La Nation Bénin...

Budget 2025: L’équilibre stratégique

Economie
Nicolas Yènoussi exposant les mesures fiscales du budget 2025 Nicolas Yènoussi exposant les mesures fiscales du budget 2025

Des précisions ont été apportées sur les grandes orientations fiscales et le volet social du budget 2025. Ceci à l’occasion d’une conférence de presse tenue, vendredi 27 décembre dernier à Cotonou. 

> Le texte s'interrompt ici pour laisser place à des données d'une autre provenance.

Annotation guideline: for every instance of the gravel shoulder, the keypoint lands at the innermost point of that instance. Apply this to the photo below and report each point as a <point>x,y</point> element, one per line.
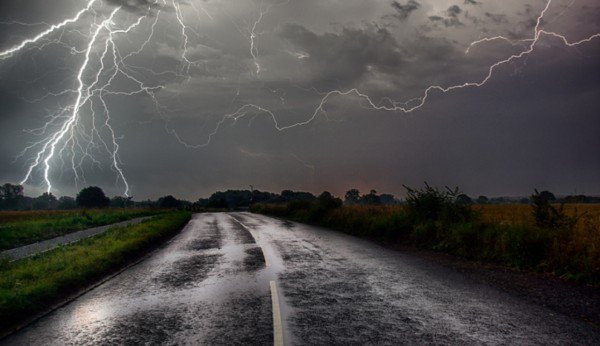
<point>46,245</point>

Par   Babylas ATINKPAHOUN, le 30 déc. 2024 à 07h47 Durée 3 min.
#économie béninoise

Contrairement aux inquiétudes exprimées par certains observateurs, le budget 2025 ne prévoit ni la création de nouveaux impôts ni l’augmentation des taux existants. Nicolas Yènoussi, directeur général des Impôts, a tenu à rassurer les Béninois sur la question. Des ajustements fiscaux ciblés permettront plutôt de soutenir certaines dynamiques économiques tout en garantissant une meilleure traçabilité des transactions. Ainsi, l’exonération des droits de douane et de la Tva sur l’importation des voitures neuves, en vigueur depuis trois ans, est reconduite en 2025. Cette mesure, souvent perçue comme un privilège pour les plus aisés, bénéficie en réalité à une population variée, incluant des ménages modestes, des jeunes primo-acheteurs et des retraités. Les chiffres parlent d’eux-mêmes. Avant cette exonération, seulement 1 025 véhicules neufs étaient importés annuellement. Aujourd’hui, ce nombre dépasse les 6 000. « Les recettes issues de l’impôt sur les sociétés des concessionnaires ont triplé, prouvant que cette mesure stimule à la fois la consommation responsable et la fiscalité», clarifie Nicolas Yènoussi. Concernant la commercialisation des boissons alcoolisées, les droits d’accises sur ces boissons seront diminués dans le cadre du budget 2025 pour encourager les importations officielles. Une décision stratégique visant à endiguer le commerce parallèle qui grève les recettes fiscales. « Nous avons observé une baisse de 17,4 % des droits d’accises entre 2023 et 2024, principalement à cause du détournement du trafic et des importations non déclarées», révèle le directeur général des Impôts. Les impôts dans le secteur des jeux et casinos ont été également clarifiés par le directeur général des impôts. Contrairement à certaines rumeurs, les casinos et jeux de hasard subiront une augmentation des taxes. « Nous avons ajusté le taux de 10 % à 15 % pour les casinos, en appliquant la fiscalité sur le produit net de jeu plutôt que sur le produit brut», précise Nicolas Yènoussi. Cette réforme s’inscrit dans une volonté d’aligner le système fiscal béninois sur les pratiques internationales, tout en assurant un juste retour financier pour l’État.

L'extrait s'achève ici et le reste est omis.